2.4.2. Stress response to social isolation

Maximum eye temperature was measured in all birds for 10 minutes following transfer to the experimental cage. The mean change in maximum eye temperature over the test period was computed for each genotype to determine the effect of genetic polymorphism on stress-induced eye temperature change. For some subjects, there were a few time windows when no eye image could be captured (1.21% of the dataset), usually because the bird turned its head away for a short period, and these incomplete time series were completed by the R package imputeTS by interpolation.

We first tested if different genotypes had different baseline temperatures at the beginning of the social isolation test. To do so, we ran a linear mixed model predicting the temperature at timestep zero by the genotype of the individual (testing the different genes in three different models). We added the age, weight, sex, and a random effect of the individual ID as control variables.

Second, we tested whether the evolution of the eye temperature over time in response to the social isolation was different between genotypes. We analysed the evolution of the temperature by subtracting the baseline temperature at timestep zero from each timestep’s temperature. We then checked the presence of a difference in the evolution of the temperature by testing the effect of the interaction between timestep and genotype in a set of linear mixed models (lmer() function from the lme4 package). In all models, the evolution of the temperature over the timesteps was approximated using a sigmoid curve (SSlogis() function from the stats package). The first model included a triple interaction timestepgenotypecondition (presence or absence of a mirror) to also account for a potential differential effect of the genotype on the evolution of the temperature depending on the presence of the mirror. As this interaction was not found to be significant, we used a second model testing the interactions (timestepgenotype, timestepmirror, and mirror*genotype) separately. We tested all three genes in different models, and added the age, weight, sex, as well as a random effect of the individual ID as control variables in all models.
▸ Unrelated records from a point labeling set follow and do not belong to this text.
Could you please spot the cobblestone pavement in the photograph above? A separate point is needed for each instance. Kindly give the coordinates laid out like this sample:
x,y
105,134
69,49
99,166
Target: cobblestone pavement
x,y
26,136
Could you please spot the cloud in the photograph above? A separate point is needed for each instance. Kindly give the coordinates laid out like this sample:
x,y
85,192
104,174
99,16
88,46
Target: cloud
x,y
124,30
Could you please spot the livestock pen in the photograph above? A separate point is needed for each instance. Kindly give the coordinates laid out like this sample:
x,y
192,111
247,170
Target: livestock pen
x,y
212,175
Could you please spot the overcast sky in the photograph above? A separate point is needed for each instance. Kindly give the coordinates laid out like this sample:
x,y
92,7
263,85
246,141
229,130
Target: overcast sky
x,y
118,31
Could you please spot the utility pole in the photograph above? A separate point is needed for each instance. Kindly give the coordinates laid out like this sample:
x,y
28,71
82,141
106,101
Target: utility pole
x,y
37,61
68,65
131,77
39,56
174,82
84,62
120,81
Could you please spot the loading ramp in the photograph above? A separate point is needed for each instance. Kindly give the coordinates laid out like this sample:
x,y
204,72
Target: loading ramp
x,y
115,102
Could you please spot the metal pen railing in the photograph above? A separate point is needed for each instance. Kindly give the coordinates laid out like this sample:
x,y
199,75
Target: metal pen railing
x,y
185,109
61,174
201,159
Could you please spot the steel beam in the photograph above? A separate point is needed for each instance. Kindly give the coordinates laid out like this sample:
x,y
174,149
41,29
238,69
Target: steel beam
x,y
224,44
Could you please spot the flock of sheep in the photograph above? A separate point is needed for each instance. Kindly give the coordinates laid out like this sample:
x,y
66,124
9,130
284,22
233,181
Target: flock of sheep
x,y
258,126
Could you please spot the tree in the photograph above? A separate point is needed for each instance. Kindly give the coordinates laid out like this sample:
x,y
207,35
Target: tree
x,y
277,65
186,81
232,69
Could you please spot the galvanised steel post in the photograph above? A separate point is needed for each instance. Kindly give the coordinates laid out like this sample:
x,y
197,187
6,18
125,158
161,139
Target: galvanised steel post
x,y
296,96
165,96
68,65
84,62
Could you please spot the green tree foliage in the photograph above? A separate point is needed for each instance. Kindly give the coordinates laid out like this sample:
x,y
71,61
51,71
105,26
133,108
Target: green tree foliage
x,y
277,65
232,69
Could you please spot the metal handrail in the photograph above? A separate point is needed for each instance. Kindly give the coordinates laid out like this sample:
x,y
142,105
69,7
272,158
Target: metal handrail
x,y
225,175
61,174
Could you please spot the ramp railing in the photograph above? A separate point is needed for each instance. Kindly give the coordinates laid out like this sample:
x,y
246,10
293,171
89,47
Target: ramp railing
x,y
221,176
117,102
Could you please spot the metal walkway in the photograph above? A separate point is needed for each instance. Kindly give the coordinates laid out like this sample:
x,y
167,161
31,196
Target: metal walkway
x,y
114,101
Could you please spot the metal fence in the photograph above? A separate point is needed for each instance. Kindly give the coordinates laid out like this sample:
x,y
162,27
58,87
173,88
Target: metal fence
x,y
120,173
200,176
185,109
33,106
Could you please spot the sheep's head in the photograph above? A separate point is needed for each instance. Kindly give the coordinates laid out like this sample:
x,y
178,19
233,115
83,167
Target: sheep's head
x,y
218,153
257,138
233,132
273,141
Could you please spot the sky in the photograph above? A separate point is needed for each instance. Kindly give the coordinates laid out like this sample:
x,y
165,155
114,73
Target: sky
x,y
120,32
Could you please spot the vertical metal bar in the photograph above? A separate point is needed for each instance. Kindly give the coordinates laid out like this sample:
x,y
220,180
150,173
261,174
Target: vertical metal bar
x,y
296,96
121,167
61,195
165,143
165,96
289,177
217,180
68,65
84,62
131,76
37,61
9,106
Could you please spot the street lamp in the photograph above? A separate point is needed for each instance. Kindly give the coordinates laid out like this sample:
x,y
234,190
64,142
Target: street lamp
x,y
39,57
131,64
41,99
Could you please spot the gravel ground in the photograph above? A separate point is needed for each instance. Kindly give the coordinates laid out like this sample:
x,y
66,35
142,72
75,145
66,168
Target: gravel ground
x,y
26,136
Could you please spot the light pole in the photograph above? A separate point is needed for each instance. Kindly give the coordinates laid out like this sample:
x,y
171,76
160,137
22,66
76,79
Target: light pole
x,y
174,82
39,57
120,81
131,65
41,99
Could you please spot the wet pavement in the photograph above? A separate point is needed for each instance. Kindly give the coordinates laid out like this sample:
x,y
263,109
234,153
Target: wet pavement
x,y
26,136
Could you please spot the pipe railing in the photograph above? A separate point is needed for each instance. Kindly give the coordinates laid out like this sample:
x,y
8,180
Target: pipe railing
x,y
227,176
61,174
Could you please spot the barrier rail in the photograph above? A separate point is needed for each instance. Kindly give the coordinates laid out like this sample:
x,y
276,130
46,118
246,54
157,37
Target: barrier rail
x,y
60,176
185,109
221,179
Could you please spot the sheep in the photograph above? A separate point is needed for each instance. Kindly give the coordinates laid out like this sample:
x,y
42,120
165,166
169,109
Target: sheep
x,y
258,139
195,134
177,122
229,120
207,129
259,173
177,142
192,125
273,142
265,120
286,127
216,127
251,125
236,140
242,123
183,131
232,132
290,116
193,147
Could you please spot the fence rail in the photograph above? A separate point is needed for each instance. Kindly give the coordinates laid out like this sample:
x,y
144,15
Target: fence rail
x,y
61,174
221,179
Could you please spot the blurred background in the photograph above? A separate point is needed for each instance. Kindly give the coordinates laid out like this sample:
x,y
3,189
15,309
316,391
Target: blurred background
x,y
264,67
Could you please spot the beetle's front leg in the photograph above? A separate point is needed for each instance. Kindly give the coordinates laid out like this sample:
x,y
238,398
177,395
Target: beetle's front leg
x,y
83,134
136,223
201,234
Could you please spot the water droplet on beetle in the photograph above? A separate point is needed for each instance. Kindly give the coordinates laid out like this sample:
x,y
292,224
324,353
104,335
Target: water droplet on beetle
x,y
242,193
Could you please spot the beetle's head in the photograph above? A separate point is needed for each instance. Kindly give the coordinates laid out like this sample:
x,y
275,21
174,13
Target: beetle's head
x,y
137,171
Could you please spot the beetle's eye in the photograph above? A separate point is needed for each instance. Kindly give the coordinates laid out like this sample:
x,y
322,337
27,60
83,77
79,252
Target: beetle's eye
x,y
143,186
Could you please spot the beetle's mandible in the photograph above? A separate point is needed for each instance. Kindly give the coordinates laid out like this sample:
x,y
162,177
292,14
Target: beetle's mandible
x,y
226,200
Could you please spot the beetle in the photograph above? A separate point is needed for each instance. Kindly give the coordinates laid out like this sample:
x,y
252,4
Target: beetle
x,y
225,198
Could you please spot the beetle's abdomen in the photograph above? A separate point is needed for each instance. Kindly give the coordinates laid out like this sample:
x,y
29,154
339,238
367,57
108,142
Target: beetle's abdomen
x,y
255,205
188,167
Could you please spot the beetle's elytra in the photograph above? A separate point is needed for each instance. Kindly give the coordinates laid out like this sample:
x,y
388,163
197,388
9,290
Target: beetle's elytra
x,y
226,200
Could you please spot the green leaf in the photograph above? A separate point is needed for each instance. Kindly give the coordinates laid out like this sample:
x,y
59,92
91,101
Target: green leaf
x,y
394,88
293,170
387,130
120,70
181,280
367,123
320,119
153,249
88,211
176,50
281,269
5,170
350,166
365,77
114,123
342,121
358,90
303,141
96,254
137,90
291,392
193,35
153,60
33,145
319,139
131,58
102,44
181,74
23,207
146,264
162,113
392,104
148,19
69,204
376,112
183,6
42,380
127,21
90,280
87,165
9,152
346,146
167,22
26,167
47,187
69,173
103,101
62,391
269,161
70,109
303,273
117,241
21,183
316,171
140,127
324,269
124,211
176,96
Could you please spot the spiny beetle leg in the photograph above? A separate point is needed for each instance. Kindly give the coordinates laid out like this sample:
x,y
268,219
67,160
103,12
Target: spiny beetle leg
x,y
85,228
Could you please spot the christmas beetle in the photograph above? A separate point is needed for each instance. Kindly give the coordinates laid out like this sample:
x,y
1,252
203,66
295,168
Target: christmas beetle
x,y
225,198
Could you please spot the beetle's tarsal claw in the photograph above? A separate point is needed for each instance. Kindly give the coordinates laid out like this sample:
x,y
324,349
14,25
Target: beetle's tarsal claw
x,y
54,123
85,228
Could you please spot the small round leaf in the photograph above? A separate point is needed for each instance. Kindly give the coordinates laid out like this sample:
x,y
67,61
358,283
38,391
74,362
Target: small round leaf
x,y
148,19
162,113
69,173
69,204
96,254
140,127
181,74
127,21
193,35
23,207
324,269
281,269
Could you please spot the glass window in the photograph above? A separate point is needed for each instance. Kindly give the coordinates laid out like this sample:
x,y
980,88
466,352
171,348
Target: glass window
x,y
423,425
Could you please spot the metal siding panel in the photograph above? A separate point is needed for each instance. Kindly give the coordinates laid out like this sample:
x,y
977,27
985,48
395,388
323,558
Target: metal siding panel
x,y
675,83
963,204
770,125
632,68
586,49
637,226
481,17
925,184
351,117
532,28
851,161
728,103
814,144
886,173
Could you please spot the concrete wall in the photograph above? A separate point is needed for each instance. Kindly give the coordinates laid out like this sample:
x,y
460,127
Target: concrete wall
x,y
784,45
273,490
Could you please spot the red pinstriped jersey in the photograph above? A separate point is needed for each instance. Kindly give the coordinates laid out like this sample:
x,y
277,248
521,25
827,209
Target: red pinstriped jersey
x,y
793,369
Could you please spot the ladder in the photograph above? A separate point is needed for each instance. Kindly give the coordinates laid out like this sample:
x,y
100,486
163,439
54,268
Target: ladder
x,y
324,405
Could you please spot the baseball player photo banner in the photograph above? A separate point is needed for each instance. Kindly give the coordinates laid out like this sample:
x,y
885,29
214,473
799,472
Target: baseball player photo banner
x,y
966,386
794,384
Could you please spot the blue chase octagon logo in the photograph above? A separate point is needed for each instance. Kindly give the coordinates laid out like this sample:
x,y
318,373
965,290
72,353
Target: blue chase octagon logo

We verified all model assumptions by checking the distribution of the residuals in diagnostic plots (histogram of the residuals, qq-plot, and plot of the residuals against fitted values).

2.4.3. Route efficiency

The means of individual route efficiencies were computed for each genotype and fitted to a Generalized Linear Model for one-way ANOVA to determine the effect of genetic polymorphism on individual flight characteristics during solo homing.